Ну и что. Кто-то должен на земле воевать.
Зачем люди убивают людей? Чтобы получать за это деньги. У каждого свое дело на земле. Каждому платят по делам его. Это работа. Ты тоже заработаешь деньги. Очень большие деньги. О-о-о-очень, о-о-о-очень большие деньги.
«Я не хочу такой работы. – Ноги в сапогах осторожно ступали по тропе, чистый снег морковно, свежо хрустел под подошвами. – Я хочу… отдохнуть. Что такое молитва? Нежно говорят красивые слова… бормочут… свечи жгут… я здесь отдохну… я… отдохну…»
Может быть, она просто устала. И ей правда надо отдохнуть. Хотя бы один день. Этот зимний день.
Синий снег. Чистый. Чистая простыня. Свадебная… простыня…
Алена остановилась. Пошарила в кармане. Сигареты Руслана. Она украла у него пачку сигарет. Она курила, когда не понимала, что с нею и с миром происходит. Дым давал мгновенное забвение, успокоение.
Она стояла на монастырской тропе, курила, смотрела, как вьется сизый, усиками, дым, исчезая в прозрачном мареве мороза. Далекие горы сверкали сколами под медово-оранжевым закатным солнцем. «Завтра тоже будет мороз», – весело подумала она, сделала последнюю затяжку и выбросила окурок в сугроб.
Внезапно запахло свежей водой. Алена принюхалась. Вода, точно! Река рядом? Она осторожно прошла еще по тропке вперед – и перед ее глазами раскрылся огромный черный водяной крест, лежащий прямо на земле.
Крест из воды.
Замерло, потом забилось сердце. Смотрела с полминуты. Черная вода слепо, нежно мерцала в вечернем тающем свете, подрагивала под лаской низового ветерка. Наконец Алена поняла. Большая купель в виде креста, вырытая монахами прямо в зимней земле, в снегу.
Вода колыхалась. Слабый ветер трогал ее. Мороз уже резво затягивал сизой плевой мрачную поверхность водяного креста.

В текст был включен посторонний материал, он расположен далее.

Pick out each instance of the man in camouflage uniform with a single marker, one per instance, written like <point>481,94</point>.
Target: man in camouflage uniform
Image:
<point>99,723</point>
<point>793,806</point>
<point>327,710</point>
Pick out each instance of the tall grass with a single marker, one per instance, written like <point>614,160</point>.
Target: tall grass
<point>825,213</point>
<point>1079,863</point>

Она, оглаживая на себе камуфляж, вытирая внезапно вспотевшие ладони о штаны, подошла ближе к купели. Деревянная лесенка вела прямо в воду.
Из-за угла разрушенной церкви, из-за осыпавшихся кирпичных старых зубцов к ней шагнул человек в черном. Монах. Один из тех, кто тут еще живет. Он улыбался.
– Здравствуйте! – радостно воскликнул. – Прибыли к нам! Откуда?
Алена смолчала. Монах радостно продолжал:
– А ночью-то к нам, на Крещенское повечерие, на сочельник, много вчера народу было! Ой, много! Из самого Грозного приезжали. Из Нальчика тоже. Из окрестных мест. Купалися, окуналися. Вы-то – не будете?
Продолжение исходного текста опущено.